Load Balancing ISA Server

Information on load balancing ISA Server is given in Chapter 3, “Firewall Design.”

Using Network Load Balancing on Web Servers

Although Network Load Balancing can technically support 32 nodes per cluster, in practice, it is best to keep cluster sizes at approximately twelve or less for the following reasons:

· Application Center 2000 allows a maximum of twelve nodes in a cluster.

· CPU overhead to process the load balancing algorithm grows with each additional node that is added to the cluster.

· More than twelve nodes may become unmanageable for routine content deployment or system maintenance.

In the Internet Data Center architecture design, two Network Load Balancing web server clusters are configured that could each be scaled to twelve nodes within each cluster. Two private virtual IP addresses are assigned to each internal Web cluster (one for each) in which the perimeter ISA firewalls will redirect external web traffic to these internal web clusters. Each time a request comes in from the Internet, ISA will apply a random number algorithm to determine which internal web cluster to forward the request to. See Chapter 3, “Firewall Design,” in the Web Publishing section for more details on the high availability design using ISA Sever as the perimeter firewall.

Other firewalls may require a round-robin DNS implementation to maintain high availability across each Network Load Balance web cluster. This configuration would maximize the benefits of both technologies and remove the shortcomings of just implementing round-robin DNS. Two public IP addresses would be assigned to the same host name, such as www.northwindtraders.com, in which the perimeter firewall would redirect external requests from the Internet mapping each public IP address to each internal web cluster private address in a round-robin fashion.

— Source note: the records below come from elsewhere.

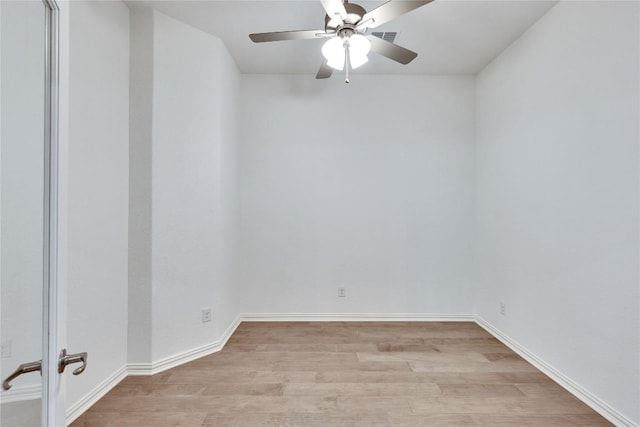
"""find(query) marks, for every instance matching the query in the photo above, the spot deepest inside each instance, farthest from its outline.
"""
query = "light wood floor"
(347, 374)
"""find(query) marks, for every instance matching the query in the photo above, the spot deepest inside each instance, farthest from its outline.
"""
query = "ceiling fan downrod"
(347, 62)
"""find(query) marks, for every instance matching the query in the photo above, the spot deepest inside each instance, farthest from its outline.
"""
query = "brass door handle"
(25, 368)
(67, 359)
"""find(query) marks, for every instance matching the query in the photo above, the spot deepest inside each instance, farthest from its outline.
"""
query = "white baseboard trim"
(597, 404)
(184, 357)
(21, 393)
(94, 395)
(355, 317)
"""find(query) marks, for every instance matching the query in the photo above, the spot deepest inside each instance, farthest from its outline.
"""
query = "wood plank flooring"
(347, 374)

Designs which implement either ISA firewalls or third party firewalls using round-robin DNS both maintain high availability. Since each network card in a NIC team configuration is connected to a separate switch, a switch failure would not impact the site since both web clusters would still be active. Both switches would have to fail to make the web clusters, and therefore the site, completely unavailable.

Using round-robin DNS as the sole load-balancing solution (without Network Load Balancing) has the following major deficiencies:

· If a node in a cluster fails, the node’s IP address would need to be manually removed from the DNS table. There is no dynamic removal.

· DNS servers on the Internet may have the entry of the failed server cached, and would give that address to clients until the Time to Live (TTL) on that entry expired. This could be hours or days.

Due to these deficiencies, round-robin DNS does not make for a very good load-balancing solution on its own. When round-robin DNS is used in conjunction with Network Load Balancing, however, those deficiencies no longer exist.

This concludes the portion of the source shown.